# Taxes



## Ghostsmack (Jul 24, 2019)

_Ok, I'm ready to go out and drive for Uber the first time. Ok, know Uber keep track of each pick up and drop off, ok. I've sign up with Turbotax Intuit Self Employeed, apparently will also keep track of mileage, taxes, deductions. Is this good to start off with when I file quarterly taxes ?_


----------



## Seamus (Jun 21, 2018)

Ghostsmack said:


> _Ok, I'm ready to go out and drive for Uber the first time. Ok, know Uber keep track of each pick up and drop off, ok. I've sign up with Turbotax Intuit Self Employeed, apparently will also keep track of mileage, taxes, deductions. Is this good to start off with when I file quarterly taxes ?_


Welcome to the forum.

Keep very good track of your mileage, it is your biggest deduction. Do a little research to make sure you understand what expenses are tax deductible, several sites lay it out pretty clearly for rideshare.
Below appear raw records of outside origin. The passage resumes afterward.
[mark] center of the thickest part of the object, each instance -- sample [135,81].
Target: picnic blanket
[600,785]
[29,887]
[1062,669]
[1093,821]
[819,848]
Because there isn't a lot of net profit in rideshare, if you do a good job tracking your expenses you most likely won't need to make quarterly payments.


----------



## Stevie The magic Unicorn (Apr 3, 2018)

Ghostsmack said:


> _Ok, I'm ready to go out and drive for Uber the first time. Ok, know Uber keep track of each pick up and drop off, ok. I've sign up with Turbotax Intuit Self Employeed, apparently will also keep track of mileage, taxes, deductions. Is this good to start off with when I file quarterly taxes ?_


I would keep a backup log of daily mileage readings before/after doing your driving. The "log" Uber makes is no accessible by you and there will be loads of "business" miles that Uber won't track for you.


----------



## islanddriver (Apr 6, 2018)

Try triplog free for 30 days then $40 for year if you like. It's all I use love it


----------



## KK2929 (Feb 9, 2017)

Ghostsmack said:


> _Ok, I'm ready to go out and drive for Uber the first time. Ok, know Uber keep track of each pick up and drop off, ok. I've sign up with Turbotax Intuit Self Employeed, apparently will also keep track of mileage, taxes, deductions. Is this good to start off with when I file quarterly taxes ?_


---------------------------
The quarterly filling issue -- that involves sending a payment to the IRS , which is an estimate of what your taxes are for that quarter based on your income. I do not know of anyone who does it. That means calculating and filing 4X a year rather than 1X. 
I tried doing my own and had many questions, missed deductions that I was allowed and made many mistakes. This year, I went to H & R Block. Well worth the money. Keep accurate records and receipts. Keep a record of logged on miles vs non-logged on miles. However, Uber will send you the miles info, according to their records, at the end of the year. Many forum members use TripLog. I use MyRideTrac. Both will separate Logged on miles with a pax and without a pax. Remember, it is to your advantage to stay logged on as much a possible. Dont drive to a busy area and then log on. A couple of members are tax pros and will answer any questions.


----------



## Stevie The magic Unicorn (Apr 3, 2018)

Quarterly filing requires that you actually have a _*taxable profit*_,

Uber/lyft driver?

I doubt that...


----------